Lavabonun açık kapısından adım adım babam bana doğru yürümeye başladı. Sırma saçları ve uzun boyuyla eskisinden daha çok yakışıklı gözüküyordu. Evet şaka değil. Babam işte. Kanlı canlı Halil Sipahi. 

Yatağımdan hızla fırlayarak ona doğru yaklaştım. Bir süre gözleriyle gözlerimi karşı karşıya getirdim. Bir süre onun kokusunu kokladım. Ölüp ölmemesi umurumda değildi. Sonuç olarak benim babam şuan benim karşımdaydı.

''Baba. Lütfen gel artık. Dayanamıyorum anlıyor musun? Hem bir tane adam var. Bana gerçek babamın sen olmadığını söyleyip duruyorlar. Bak Güçhan içeride. Hadi gel beraber yanına gidelim. Ona söyle. Nehir benim kızım de. Dersin dimi baba?''

''O adam senin gerçek baban Nehir.''

Göz yaşlarım dökülürken dirseğimle sildim.
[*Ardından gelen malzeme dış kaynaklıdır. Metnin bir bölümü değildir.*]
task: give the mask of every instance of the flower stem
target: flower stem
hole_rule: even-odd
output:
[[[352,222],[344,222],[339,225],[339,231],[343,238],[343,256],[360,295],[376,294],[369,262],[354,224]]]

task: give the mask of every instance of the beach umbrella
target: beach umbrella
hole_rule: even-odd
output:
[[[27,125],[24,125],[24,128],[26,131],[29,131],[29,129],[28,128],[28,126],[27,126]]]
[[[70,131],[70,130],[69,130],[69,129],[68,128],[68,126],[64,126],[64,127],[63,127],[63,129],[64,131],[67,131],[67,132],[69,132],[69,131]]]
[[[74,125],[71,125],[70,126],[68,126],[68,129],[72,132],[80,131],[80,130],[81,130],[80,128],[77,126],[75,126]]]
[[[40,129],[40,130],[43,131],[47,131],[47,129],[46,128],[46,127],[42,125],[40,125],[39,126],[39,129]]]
Ona sinirliydim. Bağırmaya başladım.

''BEN SENİN KIZINIM! BANA NEHİR DEME! KIZIM DE!''

Bağırışlarımı duymuş olacak ki Güçhan kapıyı kırarcasına içeri girip yanıma geldi. Neden yataktan kalktığımı sormaya başlayınca babamın susup bizi izlemesine dayanamadım.
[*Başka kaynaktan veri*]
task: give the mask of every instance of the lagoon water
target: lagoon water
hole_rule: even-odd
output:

''Güçhan görmüyor musun babamı? Burada işte. Ya konuşsanıza!''

''Nehir. Bak orada kimse yok kendine gel. Hem sen biraz yat dinlen olur mu? İyi değilsin..''

''Yatamam anlamıyor musun!? Ben senelerce onu bekledim. Rüyalarımda bekledim. Her gece pencerem açık yattım o gelir diye. Sonra sen geldin o yok dedin yalan dedin. Şimdi ona soruyorum o da aynısını söylüyor. Ben eğer yatarsam gidecek o anladın mı? Baba bakmasana! Konuşsana bana inanmıyor!''

''Seni çok özledim ama gitmem gerek. Sonra yine geleceğim.''

Dedikten sonra geri geri adımlar atmaya çalıştı babam. Peşinden hızlıca adımlar atıp onu kollarından tutmak istedim ama birden kayboldu. Bir kere bile sarılamadım. İnceden gelen kokusundan başka bir şey bırakmadı ardından. Bir de beni bıraktı ardında. Hıçkıra hıçkıra ağlayan küçük bir kız çocuğu bıraktı. Güçhan başımda beni izlerken ben kendimde bile değildim.. Şuan tek düşündüğüm şey babamdı. Kolay mı ya. Senelerce yüzünün tek bir karışını bile unutmamak için her gece rüyalarında onu düşlemek. 

''Candan!''

''Güçhan. Çık odadan. Ben biliyorum sen varsın diye gitti. Sonra geleceğim dedi. Sen git o gelsin. Sana yalvarırım çık odadan.''

''Merak etme çıkacağım.''

Dedikten sonra içeri hizmetli kılığında bir kadın girdi.

''Sakinleştirici iğneleri getir.''

Kadın koşuştururken yere tutunarak ayağa kalktım.

''Bana o iğneleri yapmayacaksın değil mi? Uyumayacağım duydun mu beni! Babam gelecek!''

Yürümek isterken başımdan gelen bir ağrıyla elimi başıma götürdüm. O sırada Güçhan belimden tutunca Candan denen kadın iğneyi çoktan batırdı. Sonrası bende yok zaten. Biraz da sen anlatsana?

-

Kısa bir süreliğine telefondan yazmaya başladım. Hatalar varsa şimdiden affola.